In some cases, you may feel responsible for what happened, while in others you don’t. Since I’m talking about repairing a relationship, then there’s still room to reach out even when you feel the other person is somehow doing something wrong. As a silly example, suppose you made a hand gesture that’s friendly in the US but offensive based on the cultural background of a friend. It’s obvious to you that your gesture was friendly and that your intentions were good, so why should your friend feel bad?

If you don’t want to use the word “sorry” in this situation, there’s no need to. You can still express an understanding of their feelings along with a desire to make things better. If you feel bad that they feel bad, say so.

It can be tempting to defend yourself, and see this as part of an apology. Except in cases of obviously missing information on the part of the apologee, I don’t think a defense fits in with an apology. Such a conversation can happen, but it can easily feel like a distraction from what needs attention right now: the apologee’s emotions — not your own sense of justice or desire to be understood.

Acknowledging the past and the future

One of the things that can make an apologee feel worse is a lack of validation about their feelings, or a fear that whatever went wrong may go wrong again.
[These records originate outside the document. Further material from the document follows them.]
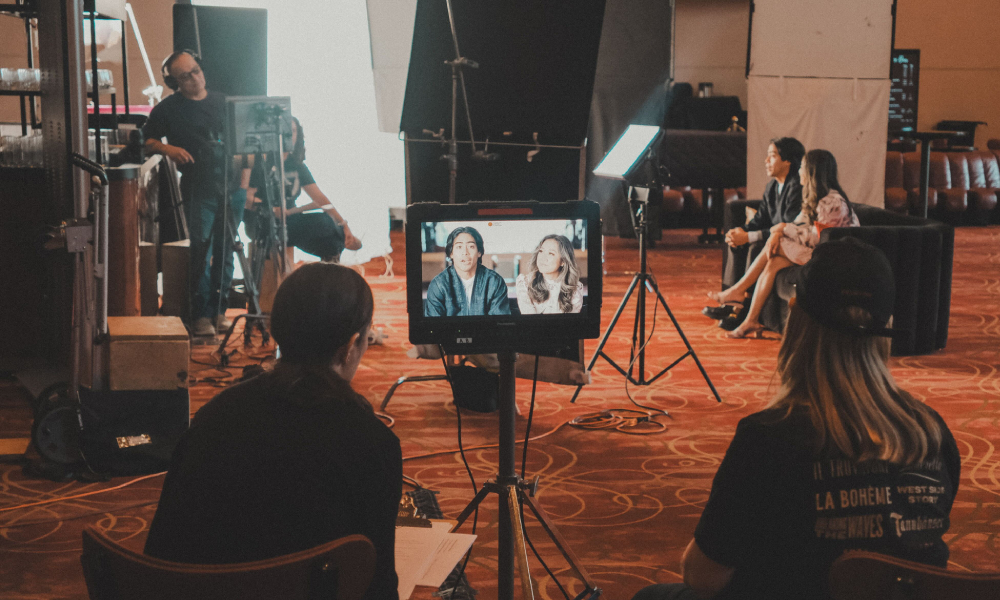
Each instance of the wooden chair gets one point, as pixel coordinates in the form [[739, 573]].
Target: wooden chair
[[859, 575], [341, 570]]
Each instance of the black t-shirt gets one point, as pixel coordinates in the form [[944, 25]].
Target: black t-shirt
[[297, 176], [194, 125], [779, 514], [281, 463]]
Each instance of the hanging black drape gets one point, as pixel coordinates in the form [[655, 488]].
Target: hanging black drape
[[633, 69]]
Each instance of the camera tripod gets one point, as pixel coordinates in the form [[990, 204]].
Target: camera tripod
[[513, 494], [643, 281]]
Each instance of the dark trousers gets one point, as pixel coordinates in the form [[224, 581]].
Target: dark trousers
[[666, 591], [737, 260], [316, 234], [208, 284]]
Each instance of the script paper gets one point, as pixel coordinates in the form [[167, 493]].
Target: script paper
[[453, 547]]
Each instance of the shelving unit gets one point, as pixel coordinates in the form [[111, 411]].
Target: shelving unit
[[105, 10]]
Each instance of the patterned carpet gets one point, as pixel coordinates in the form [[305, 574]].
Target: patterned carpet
[[627, 504]]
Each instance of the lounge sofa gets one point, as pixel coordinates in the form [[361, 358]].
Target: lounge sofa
[[920, 252]]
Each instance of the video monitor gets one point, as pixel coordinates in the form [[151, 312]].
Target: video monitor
[[499, 276]]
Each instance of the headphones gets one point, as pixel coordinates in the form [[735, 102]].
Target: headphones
[[169, 80]]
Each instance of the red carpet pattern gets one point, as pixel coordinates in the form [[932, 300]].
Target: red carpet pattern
[[627, 504]]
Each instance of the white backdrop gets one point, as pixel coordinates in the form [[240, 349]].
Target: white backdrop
[[390, 25], [819, 72], [821, 38], [319, 54]]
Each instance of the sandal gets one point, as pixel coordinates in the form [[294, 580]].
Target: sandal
[[745, 330], [721, 312]]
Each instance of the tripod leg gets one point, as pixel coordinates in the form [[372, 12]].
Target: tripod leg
[[520, 551], [472, 505], [558, 540], [607, 333]]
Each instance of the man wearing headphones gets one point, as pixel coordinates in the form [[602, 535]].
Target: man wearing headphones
[[191, 120]]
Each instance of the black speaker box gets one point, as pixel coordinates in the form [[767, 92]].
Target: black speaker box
[[133, 432]]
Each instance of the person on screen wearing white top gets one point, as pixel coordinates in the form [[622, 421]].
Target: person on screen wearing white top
[[466, 287], [551, 283]]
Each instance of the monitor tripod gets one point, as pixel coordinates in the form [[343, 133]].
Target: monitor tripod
[[513, 493], [643, 281]]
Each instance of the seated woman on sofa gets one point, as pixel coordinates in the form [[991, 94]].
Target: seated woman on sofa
[[824, 204], [838, 461]]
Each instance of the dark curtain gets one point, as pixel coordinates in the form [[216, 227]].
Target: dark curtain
[[633, 70]]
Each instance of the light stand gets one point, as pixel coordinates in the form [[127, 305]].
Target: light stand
[[457, 81], [623, 165], [513, 494], [242, 135]]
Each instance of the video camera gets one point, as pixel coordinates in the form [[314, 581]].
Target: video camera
[[517, 239]]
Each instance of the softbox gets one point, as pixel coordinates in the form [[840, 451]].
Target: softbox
[[530, 97]]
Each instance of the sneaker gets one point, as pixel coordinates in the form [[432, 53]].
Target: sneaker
[[203, 326]]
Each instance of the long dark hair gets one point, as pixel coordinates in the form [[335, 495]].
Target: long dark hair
[[843, 382], [476, 236], [316, 311], [821, 178], [569, 275], [298, 154], [792, 150]]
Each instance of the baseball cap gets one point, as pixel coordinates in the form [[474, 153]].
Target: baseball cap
[[848, 273]]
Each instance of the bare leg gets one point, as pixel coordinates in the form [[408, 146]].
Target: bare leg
[[764, 285], [740, 289]]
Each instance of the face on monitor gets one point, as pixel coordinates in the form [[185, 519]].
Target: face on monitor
[[526, 268], [523, 267]]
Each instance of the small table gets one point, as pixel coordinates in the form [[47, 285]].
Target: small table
[[925, 138]]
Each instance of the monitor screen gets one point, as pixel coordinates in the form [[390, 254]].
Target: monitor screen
[[504, 269]]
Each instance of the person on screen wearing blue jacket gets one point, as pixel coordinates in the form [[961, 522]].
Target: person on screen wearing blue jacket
[[466, 287]]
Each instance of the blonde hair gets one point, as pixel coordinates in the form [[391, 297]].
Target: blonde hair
[[843, 382], [569, 274]]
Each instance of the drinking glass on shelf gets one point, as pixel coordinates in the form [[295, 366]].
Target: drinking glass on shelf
[[12, 151], [7, 151], [23, 79]]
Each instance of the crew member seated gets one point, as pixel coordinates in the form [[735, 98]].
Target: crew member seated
[[292, 458], [466, 287], [842, 458]]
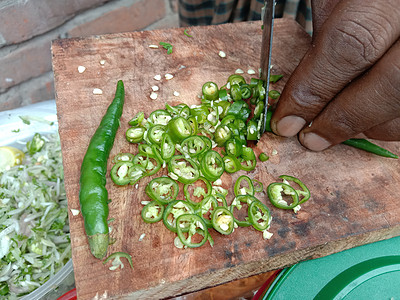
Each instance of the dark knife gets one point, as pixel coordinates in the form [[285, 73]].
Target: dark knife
[[266, 47]]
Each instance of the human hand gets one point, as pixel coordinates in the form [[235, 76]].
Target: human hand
[[348, 83]]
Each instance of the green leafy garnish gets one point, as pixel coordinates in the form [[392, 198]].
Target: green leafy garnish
[[25, 119], [167, 46], [186, 33]]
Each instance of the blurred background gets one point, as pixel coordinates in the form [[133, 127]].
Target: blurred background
[[27, 28]]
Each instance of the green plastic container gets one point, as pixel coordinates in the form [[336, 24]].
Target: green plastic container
[[367, 272]]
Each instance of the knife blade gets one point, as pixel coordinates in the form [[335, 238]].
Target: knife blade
[[266, 49]]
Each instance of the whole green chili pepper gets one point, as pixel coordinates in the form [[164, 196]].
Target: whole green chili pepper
[[369, 147], [93, 195]]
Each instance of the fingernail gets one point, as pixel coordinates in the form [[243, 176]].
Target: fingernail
[[313, 141], [288, 126]]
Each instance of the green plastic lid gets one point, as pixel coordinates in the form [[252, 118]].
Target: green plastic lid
[[366, 272]]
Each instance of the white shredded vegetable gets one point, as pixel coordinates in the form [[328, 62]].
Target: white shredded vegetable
[[34, 228]]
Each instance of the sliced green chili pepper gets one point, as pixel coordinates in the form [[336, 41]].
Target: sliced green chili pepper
[[135, 173], [135, 134], [167, 147], [206, 208], [198, 191], [193, 146], [273, 94], [223, 107], [259, 215], [275, 190], [155, 133], [248, 159], [258, 186], [173, 210], [236, 93], [183, 169], [160, 117], [193, 123], [305, 192], [212, 165], [223, 220], [137, 120], [93, 195], [119, 172], [145, 150], [162, 189], [246, 91], [194, 224], [263, 157], [152, 212], [369, 147], [234, 147], [223, 94], [239, 189], [237, 204], [236, 79], [123, 157], [222, 135], [200, 113], [210, 91], [259, 109], [36, 144], [252, 131], [179, 128], [231, 163]]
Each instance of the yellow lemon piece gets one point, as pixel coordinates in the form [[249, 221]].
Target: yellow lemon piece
[[9, 157]]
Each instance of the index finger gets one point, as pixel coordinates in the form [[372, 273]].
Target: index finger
[[351, 40]]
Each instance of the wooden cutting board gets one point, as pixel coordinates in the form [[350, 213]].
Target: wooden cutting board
[[354, 195]]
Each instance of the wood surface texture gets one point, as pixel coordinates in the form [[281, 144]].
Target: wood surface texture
[[354, 194]]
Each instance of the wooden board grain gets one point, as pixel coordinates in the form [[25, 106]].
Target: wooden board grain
[[354, 194]]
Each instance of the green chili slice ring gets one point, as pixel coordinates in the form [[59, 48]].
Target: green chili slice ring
[[210, 91], [222, 220], [123, 156], [237, 205], [259, 215], [135, 134], [178, 129], [160, 117], [241, 189], [173, 210], [120, 171], [167, 147], [155, 133], [275, 190], [258, 186], [206, 208], [305, 192], [191, 225], [145, 150], [183, 169], [199, 193], [212, 165], [135, 173], [162, 189], [236, 79], [137, 119], [231, 163], [222, 135], [152, 212], [193, 146], [234, 147]]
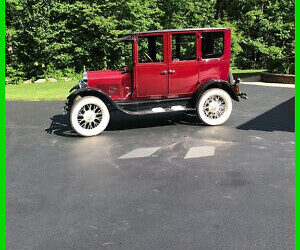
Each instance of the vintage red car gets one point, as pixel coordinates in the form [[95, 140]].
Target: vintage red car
[[176, 70]]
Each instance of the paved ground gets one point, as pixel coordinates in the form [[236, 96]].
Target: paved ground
[[196, 187]]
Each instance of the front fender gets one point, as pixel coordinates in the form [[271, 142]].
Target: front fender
[[89, 92], [215, 84]]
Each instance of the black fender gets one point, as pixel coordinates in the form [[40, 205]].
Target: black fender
[[82, 92], [215, 83]]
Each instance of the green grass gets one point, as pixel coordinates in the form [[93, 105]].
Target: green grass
[[243, 73], [39, 91], [60, 90]]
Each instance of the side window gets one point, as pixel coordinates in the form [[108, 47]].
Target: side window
[[183, 47], [212, 44], [150, 49]]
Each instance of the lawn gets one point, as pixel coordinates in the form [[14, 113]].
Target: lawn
[[39, 91], [60, 90]]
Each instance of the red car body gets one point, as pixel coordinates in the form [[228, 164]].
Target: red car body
[[171, 71], [166, 79]]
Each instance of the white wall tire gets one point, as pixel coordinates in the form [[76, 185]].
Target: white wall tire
[[89, 116], [214, 107]]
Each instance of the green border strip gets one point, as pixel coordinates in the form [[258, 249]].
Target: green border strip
[[2, 124], [297, 121]]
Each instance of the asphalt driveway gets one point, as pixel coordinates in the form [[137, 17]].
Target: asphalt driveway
[[153, 183]]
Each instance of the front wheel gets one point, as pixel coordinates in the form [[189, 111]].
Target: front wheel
[[89, 116], [214, 107]]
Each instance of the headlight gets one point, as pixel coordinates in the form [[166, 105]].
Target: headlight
[[84, 77], [82, 84]]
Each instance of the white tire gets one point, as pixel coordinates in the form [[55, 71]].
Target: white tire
[[89, 116], [214, 107]]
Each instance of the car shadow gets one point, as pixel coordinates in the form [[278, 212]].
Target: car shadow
[[279, 118], [60, 124]]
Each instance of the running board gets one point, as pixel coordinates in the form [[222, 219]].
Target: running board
[[160, 110]]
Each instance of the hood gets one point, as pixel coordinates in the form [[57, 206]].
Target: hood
[[102, 76], [108, 81]]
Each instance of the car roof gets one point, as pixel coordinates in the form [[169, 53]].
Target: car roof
[[128, 37]]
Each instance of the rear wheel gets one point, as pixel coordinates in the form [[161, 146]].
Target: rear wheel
[[89, 116], [214, 106]]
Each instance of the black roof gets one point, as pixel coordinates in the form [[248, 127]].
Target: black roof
[[128, 37]]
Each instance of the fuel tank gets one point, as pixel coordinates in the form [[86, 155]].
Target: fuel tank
[[114, 83]]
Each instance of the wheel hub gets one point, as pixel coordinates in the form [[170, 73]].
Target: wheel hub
[[89, 116], [214, 107]]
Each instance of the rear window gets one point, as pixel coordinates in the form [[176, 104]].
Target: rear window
[[212, 44], [183, 47], [150, 49]]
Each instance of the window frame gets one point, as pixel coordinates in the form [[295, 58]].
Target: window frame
[[196, 46], [163, 47], [200, 47]]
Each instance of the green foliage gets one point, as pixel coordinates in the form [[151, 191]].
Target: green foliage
[[58, 38]]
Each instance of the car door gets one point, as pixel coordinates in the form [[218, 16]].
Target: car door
[[183, 63], [151, 74], [215, 55]]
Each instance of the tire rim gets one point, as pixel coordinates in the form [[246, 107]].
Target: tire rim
[[214, 107], [89, 116]]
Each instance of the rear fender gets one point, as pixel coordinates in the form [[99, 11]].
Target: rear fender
[[214, 84]]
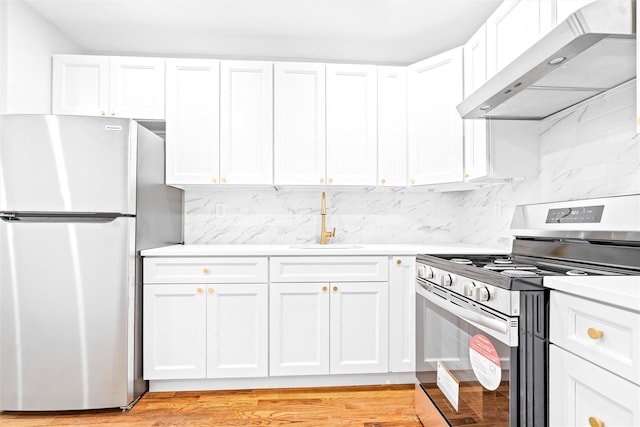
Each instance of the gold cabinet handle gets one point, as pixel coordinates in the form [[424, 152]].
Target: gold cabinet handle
[[595, 334]]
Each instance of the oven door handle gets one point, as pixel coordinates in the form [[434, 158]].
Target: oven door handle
[[470, 316]]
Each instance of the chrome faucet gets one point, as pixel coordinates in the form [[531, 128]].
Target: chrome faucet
[[324, 234]]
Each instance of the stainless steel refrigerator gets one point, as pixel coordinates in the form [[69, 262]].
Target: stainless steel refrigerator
[[79, 198]]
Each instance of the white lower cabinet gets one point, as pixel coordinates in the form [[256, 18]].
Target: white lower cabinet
[[581, 394], [329, 328], [174, 339]]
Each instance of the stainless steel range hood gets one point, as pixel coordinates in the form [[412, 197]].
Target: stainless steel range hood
[[593, 51]]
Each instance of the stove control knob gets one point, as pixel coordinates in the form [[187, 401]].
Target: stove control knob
[[446, 280], [468, 288], [482, 294]]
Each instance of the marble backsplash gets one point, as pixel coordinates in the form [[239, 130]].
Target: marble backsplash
[[591, 150]]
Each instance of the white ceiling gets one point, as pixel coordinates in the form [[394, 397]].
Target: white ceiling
[[375, 31]]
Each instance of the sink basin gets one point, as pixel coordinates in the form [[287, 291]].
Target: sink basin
[[329, 246]]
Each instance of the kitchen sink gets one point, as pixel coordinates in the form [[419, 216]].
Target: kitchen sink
[[329, 246]]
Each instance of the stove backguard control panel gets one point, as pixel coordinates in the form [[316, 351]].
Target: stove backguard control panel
[[577, 215]]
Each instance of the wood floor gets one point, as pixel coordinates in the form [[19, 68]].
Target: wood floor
[[371, 406]]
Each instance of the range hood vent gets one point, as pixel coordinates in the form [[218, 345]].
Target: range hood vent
[[592, 51]]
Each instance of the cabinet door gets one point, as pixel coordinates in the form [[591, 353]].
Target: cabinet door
[[80, 85], [237, 330], [174, 338], [435, 127], [193, 121], [475, 131], [299, 117], [351, 124], [299, 326], [359, 336], [511, 29], [392, 126], [582, 394], [402, 314], [136, 87], [246, 122]]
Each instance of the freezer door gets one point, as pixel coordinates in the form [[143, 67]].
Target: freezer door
[[66, 310], [67, 164]]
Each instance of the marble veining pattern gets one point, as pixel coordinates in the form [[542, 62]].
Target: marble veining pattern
[[591, 150]]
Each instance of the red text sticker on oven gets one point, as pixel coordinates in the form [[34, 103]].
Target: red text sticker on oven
[[485, 362]]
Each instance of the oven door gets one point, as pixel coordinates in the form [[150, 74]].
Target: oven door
[[466, 361]]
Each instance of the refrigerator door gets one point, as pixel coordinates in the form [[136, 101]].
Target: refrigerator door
[[66, 314], [67, 164]]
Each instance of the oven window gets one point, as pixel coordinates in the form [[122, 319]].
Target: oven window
[[464, 370]]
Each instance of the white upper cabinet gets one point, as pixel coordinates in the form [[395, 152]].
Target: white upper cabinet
[[136, 87], [392, 126], [435, 127], [127, 87], [299, 123], [351, 124], [80, 85], [193, 121], [246, 122], [511, 29]]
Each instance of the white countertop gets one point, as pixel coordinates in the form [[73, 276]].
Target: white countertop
[[343, 249], [623, 291]]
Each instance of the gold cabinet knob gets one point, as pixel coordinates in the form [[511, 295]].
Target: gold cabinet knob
[[595, 334]]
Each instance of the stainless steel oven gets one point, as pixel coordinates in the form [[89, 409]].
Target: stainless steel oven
[[482, 320]]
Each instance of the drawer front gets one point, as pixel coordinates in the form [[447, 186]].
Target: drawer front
[[581, 393], [329, 269], [607, 336], [206, 270]]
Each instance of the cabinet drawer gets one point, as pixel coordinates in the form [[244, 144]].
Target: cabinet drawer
[[614, 343], [205, 270], [329, 269], [581, 392]]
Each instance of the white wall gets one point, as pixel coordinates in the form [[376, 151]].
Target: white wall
[[589, 151], [28, 43]]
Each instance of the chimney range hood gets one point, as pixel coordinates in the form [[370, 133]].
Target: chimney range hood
[[592, 51]]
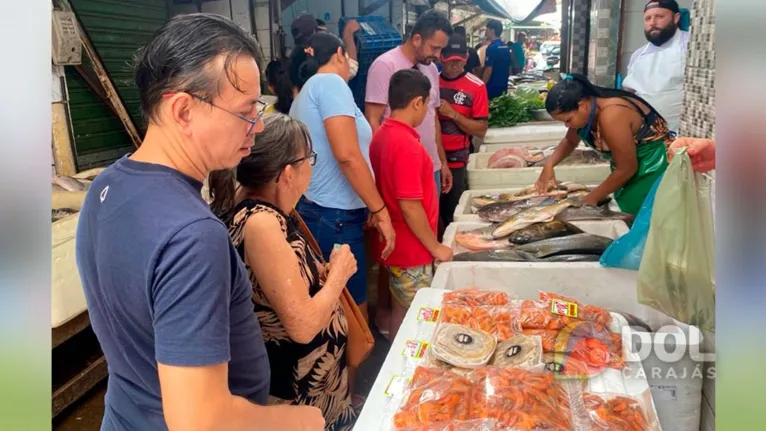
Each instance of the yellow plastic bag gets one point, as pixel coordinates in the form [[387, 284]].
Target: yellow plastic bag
[[677, 273]]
Both of these issues can be addressed directly when you explicitly convey awareness of what went wrong, and then go on to outline a plan for how a similar future problem can be avoided. Both people may even feel better walking away from a constructive conversation that adds transparency to how both people work, and that strengthens the future of the relationship by learning from any past mistakes.

In summary:

  • Try hard to understand their point of view.
  • You don’t have to agree, but if you do, it’s nice to say so.
  • Show that you care about their feelings, and want them to feel better.
  • If you feel responsible, say so.
  • Talk about what can be changed to avoid the problem in the future.
  • If you want to defend yourself, make that a separate conversation.

Relationships are the stuff of life. Rewarding but tricky. Keeping them healthy is hard work, but well worth it.

(Also, I’m not subposting to anyone! When I think about this stuff, it’s mostly so that I can do a better job at improving my own relationships, and try to make up for my own foibles.)